Canada's Dangerous Offender Legislation

  • Habitual Offender Provision

    Habitual Offender Provision
    In 1947 what we know now as the Dangerous Offender label, was the Habitual Offender provision. Based on the similar British legislation enacted in 1904 that targeted "persistent dangerous criminals engaged in the more serious forms of crime".
  • Criminal Sexual Psychopath Act

    Criminal Sexual Psychopath Act
    In 1948 further provisions were made from the following Habitual Offender Provision 1947. The provisons made were created so indeterminate sentences could be imposed on criminal sexual psychopaths, which was changed from the Habitual Offender to Criminal Sexual Psychopaths.
  • Dangerous Sexual Offenders

    Dangerous Sexual Offenders
    In 1960 the wording of crimnal sexual psychopaths was changed to Dangerous Sexual Offenders.
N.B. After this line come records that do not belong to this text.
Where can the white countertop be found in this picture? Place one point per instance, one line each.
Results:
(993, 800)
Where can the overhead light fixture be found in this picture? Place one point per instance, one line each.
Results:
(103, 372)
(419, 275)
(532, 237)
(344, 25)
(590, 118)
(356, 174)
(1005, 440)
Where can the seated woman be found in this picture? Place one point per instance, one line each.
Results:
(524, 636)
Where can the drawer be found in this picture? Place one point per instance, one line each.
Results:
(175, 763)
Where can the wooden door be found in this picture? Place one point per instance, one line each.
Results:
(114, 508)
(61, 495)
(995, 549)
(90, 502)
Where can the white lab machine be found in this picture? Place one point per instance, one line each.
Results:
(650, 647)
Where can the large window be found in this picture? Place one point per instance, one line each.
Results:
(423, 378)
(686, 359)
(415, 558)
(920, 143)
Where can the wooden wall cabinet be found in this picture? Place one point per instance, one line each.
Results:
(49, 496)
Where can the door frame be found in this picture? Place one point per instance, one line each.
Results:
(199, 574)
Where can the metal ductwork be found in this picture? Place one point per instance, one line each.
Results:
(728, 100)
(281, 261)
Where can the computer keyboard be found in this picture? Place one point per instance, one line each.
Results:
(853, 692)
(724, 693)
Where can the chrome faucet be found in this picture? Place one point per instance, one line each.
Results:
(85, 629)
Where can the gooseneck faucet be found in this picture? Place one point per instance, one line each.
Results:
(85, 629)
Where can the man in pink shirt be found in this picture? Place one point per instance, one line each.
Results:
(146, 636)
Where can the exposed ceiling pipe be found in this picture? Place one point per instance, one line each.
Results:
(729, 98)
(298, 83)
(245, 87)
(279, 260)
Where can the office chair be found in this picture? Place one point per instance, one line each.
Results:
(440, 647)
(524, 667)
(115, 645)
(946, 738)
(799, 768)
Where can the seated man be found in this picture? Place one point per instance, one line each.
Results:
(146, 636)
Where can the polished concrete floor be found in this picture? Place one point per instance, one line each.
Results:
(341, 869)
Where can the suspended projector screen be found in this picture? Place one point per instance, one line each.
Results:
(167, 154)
This legislation could be imposed on people who were guilty of attempted or actual assault, i.e. rape, burglery, beastiality or gross indecency. A person guilty of one of these said crimes could be deemed a sexual offender after one conviction, their personality, history and circumstances were also taken into consideration.
  • Section XXIV

    Section XXIV
    The Quiment report found that the Habitual Offenders legislation was not effective. In 1977a huge re-drafting took place. It enacted section XXIV, which contains the Dangerous Offenders and Long-time Offenders provisions. These provisons could deem an individual a Dangerous Offender because of serious injury offences, either sexual or non-sexual. They could be sentenced to an indeterminate or determinate period of incarrceration.
  • Becoming Dangerous

    Becoming Dangerous
    In 1988 the national parole board was allowed to detain offenders that had yet to be designated as dangerous. Statutory release can be withdrawn and offenders can be held to the end of their incarceration period in the interests of public safety, only if the national board felt that the offender was likely to re-offend in a sexual or violent manner.
  • National Flagging System

    National Flagging System
    1995, the National Flagging System was invented to track potential dangerous or long-term offenders. These high risk violent offenders are placed on the national CIPC system if they reoffend, steps will be taken to consider their dangerous offender or long term offender application.
  • Bill C-55

    Bill C-55
    In 1997 Bill C-55 made a couple changes to the dangerous offenders section in the criminal code the changes that took place were changing the parole period from three years to seven years. Bill C-55 introduced the "long term offender" definition, "long term supervision orders" that can be held up to 10 years, and it also outlined the new "fear of personal injury offence".
  • Tackling Violent Crimes Act

    Tackling Violent Crimes Act
    In 2008 the Tackling Violent Crimes Act aimed to better protect the public in order to do this they declared more offenders as dangerous, which results in keeping them behind bars longer. Individuals convicted of three serious crimes have a minimum of two years to be considered a dangerous offender.
  • Bill C-2

    Bill C-2
    In 2008, Bill C-2 shifted onus on to the offender, it was no longer the crown attorneys task to prove that the offender on trial is dangerous but instead the offenders task to prove that he is not dangerous nor a threat to society. It is up to the crown to decide in open court to pursue a dangerous offender application, Bill C-2 was passed to increase the number of dangerous offender applications.
  • Today's Dangerous Offender Legislation

    Today's Dangerous Offender Legislation
    Today in Canadian Criminal Law a person convicted and who is designated a dangerous offender can be subjected to an indeterminate prison sentence even if the offender's crime does or doesn't carry a life sentence. Its purpose is to keep violent and dangerous people away from harming society. After 7 years the parole board reviews the case, parole may be granted after the initial review. The parole board must review the case every two years.